The index group consisted of 14 women with severe FOC and who gave birth at a Swedish university hospital. The women communicated their fear at the antenatal healthcare clinic and were referred to an obstetrician at the psychosocial unit of the Department of Obstetrics and Gynaecology. The women were diagnosed with severe FOC according to DSM-IV, i.e., the American Psychiatric Associations diagnostic criteria for severe phobia . They all received the standard counselling based on psycho-education and cognitive behaviour therapy during pregnancy offered to women with FOC. In addition, they were offered continuous support by one of two specially assigned midwives during labour, if they were planned for a vaginal birth. Continuous support was defined as the presence of an experienced midwife with specific training in psychological treatment of women with FOC throughout the labour and birth. The women with FOC met with the selected midwife during the last trimester to establish a trustful relation and to provide the woman with an opportunity to become familiar with the delivery ward. The continuity of care was implemented according to the following protocol:
The woman was invited to the delivery ward for a first meeting with the selected midwife. The partner was also welcomed.
At the first meeting the delivery ward was presented and the delivery rooms were shown. All equipment was explained and tested if this was asked for. In order to meet specific fears or questions and to prepare the woman for events that might occur during the childbirth an external and sometimes a vaginal examination were offered as well as a CTG (cardiotocogram). The examinations and the foetal surveillance were offered in order to expose the women to these routines and thus help the women to get used to exposures that might be fearful to them. Questions were encouraged and the birth process was thoroughly discussed.
A second visit with the selected midwife at the delivery ward was offered if the woman so wished.
The woman was encouraged to contact the midwife by telephone or schedule additional visits to the delivery ward for further support or information if needed.
If a birth plan /contract had not been established together with the obstetrician in routine prenatal care of FOC the midwife and the woman wrote an appropriate document.
Information was given to each woman that the two assigned midwives would do their utmost to attend and assist the woman’s childbirth but that circumstances such as illnesses and other unaccounted situations may occur and in these circumstances a regular midwife would assist the woman according to the birth plan.
Individual support was continuously offered to the two assigned midwives by the obstetrician in charge at the psychosocial unit.
As a reference group, 28 women without FOC according to antenatal care records who gave birth at the same hospital and day as the index women and who received standard labour and birth care were retrospectively chosen.
In order to evaluate the obstetric outcomes, data were extracted from the women’s antenatal and birth records. To explore the woman’s subjective childbirth experience, a structured telephone interview was conducted. After six months, a letter containing information about the telephone interview and emphasizing that participation was voluntary was sent to women both in the index and in the reference group.
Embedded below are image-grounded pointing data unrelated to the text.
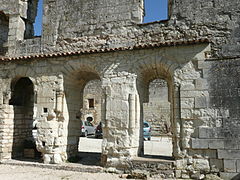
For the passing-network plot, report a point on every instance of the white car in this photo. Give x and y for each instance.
(87, 128)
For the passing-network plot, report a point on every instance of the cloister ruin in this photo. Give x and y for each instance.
(196, 52)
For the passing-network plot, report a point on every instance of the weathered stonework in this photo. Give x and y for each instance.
(196, 51)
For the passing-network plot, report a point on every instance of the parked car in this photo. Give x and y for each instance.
(87, 128)
(98, 131)
(146, 131)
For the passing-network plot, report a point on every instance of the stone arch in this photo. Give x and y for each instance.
(149, 70)
(22, 100)
(4, 29)
(74, 84)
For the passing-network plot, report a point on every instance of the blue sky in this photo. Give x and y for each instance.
(155, 10)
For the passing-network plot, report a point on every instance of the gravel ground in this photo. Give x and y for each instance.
(10, 172)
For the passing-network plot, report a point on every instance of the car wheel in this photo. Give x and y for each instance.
(85, 134)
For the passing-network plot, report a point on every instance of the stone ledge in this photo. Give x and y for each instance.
(65, 166)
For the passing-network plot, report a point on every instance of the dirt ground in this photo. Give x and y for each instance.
(11, 172)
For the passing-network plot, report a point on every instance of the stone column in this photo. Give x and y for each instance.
(16, 32)
(6, 131)
(120, 142)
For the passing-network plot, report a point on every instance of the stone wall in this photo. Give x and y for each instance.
(4, 28)
(92, 90)
(203, 88)
(158, 111)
The interviews were structured and were performed by two medical students in their final year. We chose this approach in order to minimize bias. The students did not have any connection with the treatment of the women and was not involved in implementation of the study. They were specially trained by the psychotherapist in the research team to conduct the interviews. Each woman was interviewed over the telephone. Two women in the index group were excluded, as they did not receive an assigned midwife at the delivery ward due to unknown reasons. One index woman refused to participate in the telephone interview, as she was very unsatisfied with the treatment provided. Two of the women in the control group also declined participation and expressed a negative birth experience as the reason. Finally 11 index women and 26 control women were interviewed. A structured interview guide was developed by the research team and used in the interviews, in order to cover all areas of interest.
The background maternal characteristics derived from the women’s records were maternal age, body mass index (BMI), civil status, occupation, smoking, parity (present pregnancy not included), previous miscarriage, and previous legal abortion.
The obstetric characteristics derived from the delivery records of the present pregnancy were gestational week at childbirth, induction of labour, oxytocin augmentation of labour and Apgar score at 5 min.
The outcome measures of the study were duration of active labour in primiparous and parous women, use of pain relief and frequency of emergency CS and the woman’s subjective experience of the childbirth. Onset of active labour was defined as regular painful uterine contractions, three to four in a 10 min period, and a cervical dilation of three centimetres or more, according to Swedish standard, practiced at all maternity units. The midwife at the delivery ward recorded the time when the regular contractions started. If regular contractions had started at home, the pregnant woman reported the time. Duration of labour was the time between onset of labour and the time of birth. Epidural anaesthesia, paracervical local anaesthesia, nitrous oxide, acupuncture, intravenous morphine were classified as pain relief.
All statistical analyzes were performed using IBM SPSS Version 19 (Armonk, NY, USA). Statistical analyzes included Pearson’s chi-square, Fisher’s exact test and Student’s t-test. Logistic regressions were made with each outcome measure as dependent variable. The answering alternatives of the interview questions were re-categorized into two alternatives when necessary. In all analyzes, a two-sided p-value of ≤ 0.05 was considered significant.
The women gave oral informed consent before participating in the study. The study outline was approved by The Regional Ethical Review Board in Linköping.